Should I write a Series.histogram that calls numpy.histogram and returns a new Series of counts indexed by bins?
In : s = Series(randn(100))
In : counts, bins = np.histogram(s)
In : Series(counts, index=bins[:-1])
...would be accomplished by...
which would accept at the arguments that np.histogram accepts (e.g., choosing bins manually, specifying number or range of bins, etc.).
The proposed method doesn't save all that much typing, but it would help users discover this convenient way of storing a histogram. Proceed?
What you are proposing is basically this
(I am not sure what is a better result in any event)
In : s.groupby(pd.cut(s,10)).count()
(-2.955, -2.419] 1
(-2.419, -1.889] 2
(-1.889, -1.359] 2
(-1.359, -0.829] 8
(-0.829, -0.299] 24
(-0.299, 0.231] 21
(0.231, 0.761] 15
(0.761, 1.291] 14
(1.291, 1.821] 10
(1.821, 2.351] 3
That's new to me. Not sure which output is more valuable for whatever users would do next.
yours more friendly for plotting
cut is NaN friendly (not sure if np.histogram is)
@jreback cut returns string row labels, right?
it returns a Categorical which has both labels and levels
would this be more useful as a top level function instead of a method?
np.histogram is not nan friendly
I think an instance method on series is about right (but maybe using groupy and cut as above)
I don't have strong feelings about this.
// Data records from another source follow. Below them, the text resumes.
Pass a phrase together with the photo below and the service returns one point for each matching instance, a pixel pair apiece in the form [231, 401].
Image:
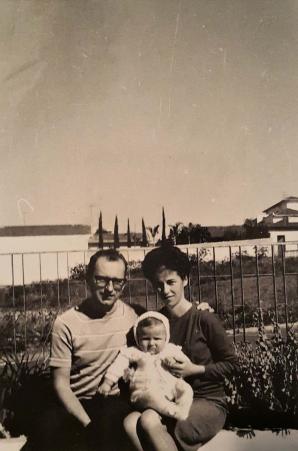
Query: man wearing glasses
[85, 341]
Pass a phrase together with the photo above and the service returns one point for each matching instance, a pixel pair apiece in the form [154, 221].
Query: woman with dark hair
[211, 359]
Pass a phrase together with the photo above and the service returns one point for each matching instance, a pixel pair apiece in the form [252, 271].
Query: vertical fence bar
[24, 302]
[285, 287]
[58, 283]
[232, 294]
[274, 283]
[85, 281]
[215, 281]
[146, 289]
[68, 284]
[242, 294]
[188, 280]
[258, 277]
[41, 296]
[199, 274]
[13, 305]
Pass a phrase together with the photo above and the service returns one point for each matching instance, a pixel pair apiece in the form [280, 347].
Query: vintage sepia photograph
[149, 225]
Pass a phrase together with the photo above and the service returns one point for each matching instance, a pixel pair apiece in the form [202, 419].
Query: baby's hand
[169, 361]
[105, 388]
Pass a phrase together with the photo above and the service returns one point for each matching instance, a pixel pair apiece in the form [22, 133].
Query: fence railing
[239, 279]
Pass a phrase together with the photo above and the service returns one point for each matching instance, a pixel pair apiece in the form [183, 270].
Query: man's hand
[204, 306]
[184, 368]
[105, 388]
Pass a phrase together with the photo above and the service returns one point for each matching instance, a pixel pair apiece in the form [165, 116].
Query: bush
[266, 385]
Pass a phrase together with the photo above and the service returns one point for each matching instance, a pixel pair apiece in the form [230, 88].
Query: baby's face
[152, 339]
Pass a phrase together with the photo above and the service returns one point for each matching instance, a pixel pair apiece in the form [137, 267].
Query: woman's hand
[184, 368]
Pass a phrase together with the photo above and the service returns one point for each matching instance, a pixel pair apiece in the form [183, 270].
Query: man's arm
[61, 382]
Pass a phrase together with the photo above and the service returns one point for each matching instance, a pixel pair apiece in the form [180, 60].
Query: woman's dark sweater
[204, 341]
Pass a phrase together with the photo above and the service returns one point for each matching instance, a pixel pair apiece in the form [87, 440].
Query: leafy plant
[267, 380]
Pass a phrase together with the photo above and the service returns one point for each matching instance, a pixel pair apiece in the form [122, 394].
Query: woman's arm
[222, 350]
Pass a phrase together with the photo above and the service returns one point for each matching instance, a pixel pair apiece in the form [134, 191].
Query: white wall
[43, 243]
[292, 205]
[293, 219]
[70, 250]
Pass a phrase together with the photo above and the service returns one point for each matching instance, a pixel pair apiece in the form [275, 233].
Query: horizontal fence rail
[245, 282]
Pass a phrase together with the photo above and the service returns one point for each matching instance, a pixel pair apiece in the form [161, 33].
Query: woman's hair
[169, 257]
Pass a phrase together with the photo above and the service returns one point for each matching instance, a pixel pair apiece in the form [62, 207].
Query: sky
[126, 106]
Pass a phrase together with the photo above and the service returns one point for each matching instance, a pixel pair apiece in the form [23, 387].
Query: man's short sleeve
[61, 346]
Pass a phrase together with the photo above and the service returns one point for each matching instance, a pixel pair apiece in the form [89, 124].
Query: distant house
[281, 220]
[226, 233]
[44, 238]
[108, 240]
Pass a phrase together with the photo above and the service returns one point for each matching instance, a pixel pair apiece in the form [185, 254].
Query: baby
[159, 390]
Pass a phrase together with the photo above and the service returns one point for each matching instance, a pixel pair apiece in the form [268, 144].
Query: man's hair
[169, 257]
[147, 322]
[109, 254]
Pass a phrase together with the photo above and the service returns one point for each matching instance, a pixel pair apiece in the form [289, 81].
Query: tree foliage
[188, 234]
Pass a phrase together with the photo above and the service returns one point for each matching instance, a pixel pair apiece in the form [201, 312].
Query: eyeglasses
[104, 281]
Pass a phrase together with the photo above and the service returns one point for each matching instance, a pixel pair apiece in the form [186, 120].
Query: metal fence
[239, 279]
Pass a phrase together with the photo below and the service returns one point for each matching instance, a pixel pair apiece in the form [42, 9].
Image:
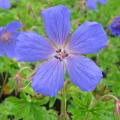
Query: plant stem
[63, 115]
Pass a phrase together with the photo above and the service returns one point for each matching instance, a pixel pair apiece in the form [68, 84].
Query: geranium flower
[62, 50]
[5, 4]
[92, 4]
[8, 36]
[114, 27]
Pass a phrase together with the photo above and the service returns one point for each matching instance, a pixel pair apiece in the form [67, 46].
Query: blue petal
[31, 47]
[9, 48]
[57, 23]
[89, 38]
[114, 26]
[49, 78]
[5, 4]
[91, 4]
[83, 72]
[102, 1]
[13, 26]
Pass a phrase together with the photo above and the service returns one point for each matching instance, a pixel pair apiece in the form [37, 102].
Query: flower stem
[63, 115]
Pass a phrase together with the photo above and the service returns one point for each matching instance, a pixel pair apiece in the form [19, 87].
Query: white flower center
[61, 54]
[6, 36]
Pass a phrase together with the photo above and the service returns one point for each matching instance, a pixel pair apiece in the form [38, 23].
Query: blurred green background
[17, 99]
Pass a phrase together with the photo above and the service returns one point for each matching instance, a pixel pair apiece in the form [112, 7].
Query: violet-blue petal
[83, 72]
[102, 1]
[114, 27]
[32, 47]
[91, 4]
[49, 78]
[13, 26]
[57, 23]
[89, 38]
[5, 4]
[9, 48]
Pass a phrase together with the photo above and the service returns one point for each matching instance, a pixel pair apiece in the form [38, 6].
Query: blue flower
[8, 36]
[5, 4]
[92, 4]
[114, 27]
[62, 51]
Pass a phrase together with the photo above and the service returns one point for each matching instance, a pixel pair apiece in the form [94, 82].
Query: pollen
[61, 54]
[6, 36]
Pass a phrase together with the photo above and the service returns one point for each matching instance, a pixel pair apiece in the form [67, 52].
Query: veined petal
[102, 1]
[31, 47]
[13, 26]
[49, 78]
[83, 72]
[91, 4]
[57, 23]
[89, 38]
[5, 4]
[9, 47]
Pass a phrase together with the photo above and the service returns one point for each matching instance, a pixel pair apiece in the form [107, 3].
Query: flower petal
[102, 1]
[89, 38]
[57, 23]
[31, 47]
[13, 26]
[49, 78]
[91, 4]
[83, 72]
[5, 4]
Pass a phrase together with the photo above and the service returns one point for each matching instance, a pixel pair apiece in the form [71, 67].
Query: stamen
[61, 54]
[6, 36]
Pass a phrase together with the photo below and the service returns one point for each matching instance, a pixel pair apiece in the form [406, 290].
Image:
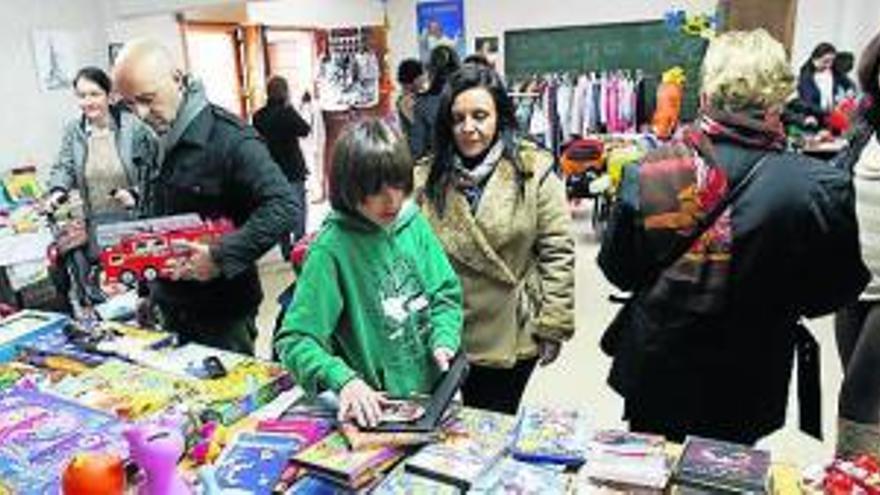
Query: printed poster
[440, 22]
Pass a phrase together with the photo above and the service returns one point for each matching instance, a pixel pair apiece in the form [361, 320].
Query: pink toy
[156, 448]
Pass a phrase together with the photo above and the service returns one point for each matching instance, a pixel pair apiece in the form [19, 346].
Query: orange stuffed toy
[669, 96]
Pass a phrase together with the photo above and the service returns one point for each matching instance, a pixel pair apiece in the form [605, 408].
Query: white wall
[493, 17]
[848, 24]
[316, 13]
[32, 120]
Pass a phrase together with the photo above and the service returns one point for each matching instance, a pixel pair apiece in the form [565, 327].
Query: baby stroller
[583, 168]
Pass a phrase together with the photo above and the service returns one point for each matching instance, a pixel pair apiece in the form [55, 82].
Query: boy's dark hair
[277, 90]
[95, 75]
[368, 156]
[409, 70]
[442, 63]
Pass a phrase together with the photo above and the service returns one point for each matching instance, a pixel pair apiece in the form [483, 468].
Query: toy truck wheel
[127, 277]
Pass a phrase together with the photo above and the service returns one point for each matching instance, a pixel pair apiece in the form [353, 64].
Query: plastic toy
[94, 474]
[669, 97]
[857, 476]
[156, 448]
[144, 255]
[212, 439]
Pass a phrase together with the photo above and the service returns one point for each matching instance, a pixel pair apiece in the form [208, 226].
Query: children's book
[636, 459]
[723, 466]
[401, 482]
[555, 436]
[473, 442]
[332, 458]
[253, 462]
[306, 431]
[521, 478]
[124, 389]
[40, 433]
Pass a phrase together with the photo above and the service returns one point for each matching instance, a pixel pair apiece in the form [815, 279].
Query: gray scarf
[478, 175]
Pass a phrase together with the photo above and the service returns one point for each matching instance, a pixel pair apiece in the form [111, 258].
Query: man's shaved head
[150, 82]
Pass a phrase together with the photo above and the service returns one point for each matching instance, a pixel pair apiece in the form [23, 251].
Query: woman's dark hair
[868, 72]
[441, 64]
[820, 51]
[368, 156]
[409, 70]
[470, 76]
[96, 76]
[277, 91]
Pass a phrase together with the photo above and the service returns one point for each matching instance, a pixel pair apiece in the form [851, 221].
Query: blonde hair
[745, 70]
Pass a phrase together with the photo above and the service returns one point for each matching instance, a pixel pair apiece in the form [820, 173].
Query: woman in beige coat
[501, 214]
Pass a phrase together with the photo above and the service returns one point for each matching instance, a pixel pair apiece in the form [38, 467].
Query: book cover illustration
[510, 476]
[314, 485]
[552, 436]
[725, 465]
[400, 482]
[39, 433]
[631, 458]
[254, 462]
[127, 390]
[332, 457]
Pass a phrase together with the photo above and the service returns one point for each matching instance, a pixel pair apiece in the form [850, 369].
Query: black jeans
[497, 389]
[857, 327]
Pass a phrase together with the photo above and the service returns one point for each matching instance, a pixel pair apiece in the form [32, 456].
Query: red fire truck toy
[140, 250]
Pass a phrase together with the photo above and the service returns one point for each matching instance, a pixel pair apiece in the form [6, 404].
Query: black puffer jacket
[219, 167]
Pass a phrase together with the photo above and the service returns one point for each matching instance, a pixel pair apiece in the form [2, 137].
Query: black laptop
[425, 414]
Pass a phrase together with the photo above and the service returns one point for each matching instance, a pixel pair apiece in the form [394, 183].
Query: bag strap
[684, 243]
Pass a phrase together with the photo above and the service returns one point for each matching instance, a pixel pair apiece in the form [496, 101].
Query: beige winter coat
[515, 259]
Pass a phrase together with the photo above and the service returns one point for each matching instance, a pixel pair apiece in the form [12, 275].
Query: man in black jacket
[213, 164]
[282, 127]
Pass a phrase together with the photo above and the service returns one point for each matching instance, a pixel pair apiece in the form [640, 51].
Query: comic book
[723, 466]
[333, 459]
[40, 433]
[474, 441]
[637, 459]
[124, 389]
[253, 462]
[555, 436]
[401, 482]
[512, 476]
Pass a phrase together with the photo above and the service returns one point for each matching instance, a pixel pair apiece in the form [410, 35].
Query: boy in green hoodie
[377, 311]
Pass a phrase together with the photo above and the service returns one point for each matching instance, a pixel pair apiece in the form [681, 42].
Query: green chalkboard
[648, 46]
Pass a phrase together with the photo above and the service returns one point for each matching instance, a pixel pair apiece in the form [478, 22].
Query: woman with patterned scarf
[501, 214]
[705, 346]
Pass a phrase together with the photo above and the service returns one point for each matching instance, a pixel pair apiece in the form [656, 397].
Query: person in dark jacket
[411, 77]
[282, 127]
[706, 344]
[443, 62]
[857, 325]
[820, 87]
[215, 165]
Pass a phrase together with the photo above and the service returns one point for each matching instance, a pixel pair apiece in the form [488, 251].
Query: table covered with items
[110, 408]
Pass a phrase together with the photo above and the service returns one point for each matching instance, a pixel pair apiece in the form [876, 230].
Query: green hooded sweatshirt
[372, 303]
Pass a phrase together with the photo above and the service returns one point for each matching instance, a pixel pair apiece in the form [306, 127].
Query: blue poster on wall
[440, 22]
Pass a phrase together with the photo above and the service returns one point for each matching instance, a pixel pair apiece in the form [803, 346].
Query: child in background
[377, 311]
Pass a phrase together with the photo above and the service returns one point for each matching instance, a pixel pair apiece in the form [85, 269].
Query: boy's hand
[443, 356]
[358, 401]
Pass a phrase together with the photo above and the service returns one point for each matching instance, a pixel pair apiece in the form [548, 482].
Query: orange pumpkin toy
[94, 474]
[669, 96]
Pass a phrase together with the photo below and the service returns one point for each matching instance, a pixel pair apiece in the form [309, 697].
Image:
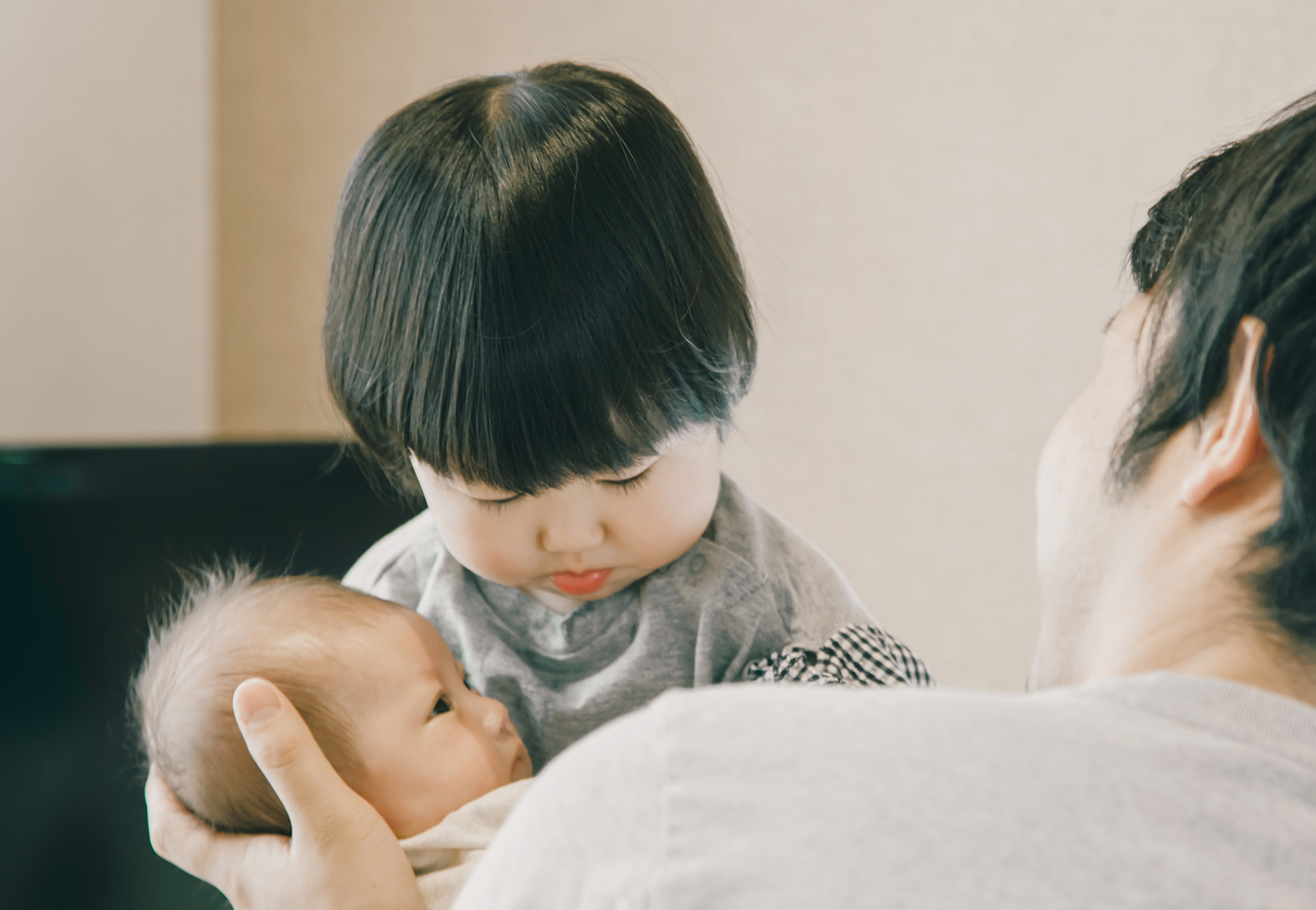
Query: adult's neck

It's certainly easy to work around, but I really hate working with Categoricals.
problem is np.histogram doesn't like nan
maybe just drop em anyhow
or u can just get the bins from cut
cat, bins = cut(s, 10, retbins=True)
s = Series(cat.values, index=bins[:-1], name=cat.name)
not sure if name should be there...
confusing having different hist and histogram methods... perhaps this could be an argument (bins) to value_counts ?
This is pretty easy, pr on the way, will also add more functionality to Series.value_counts which was never updated from pd.value_counts.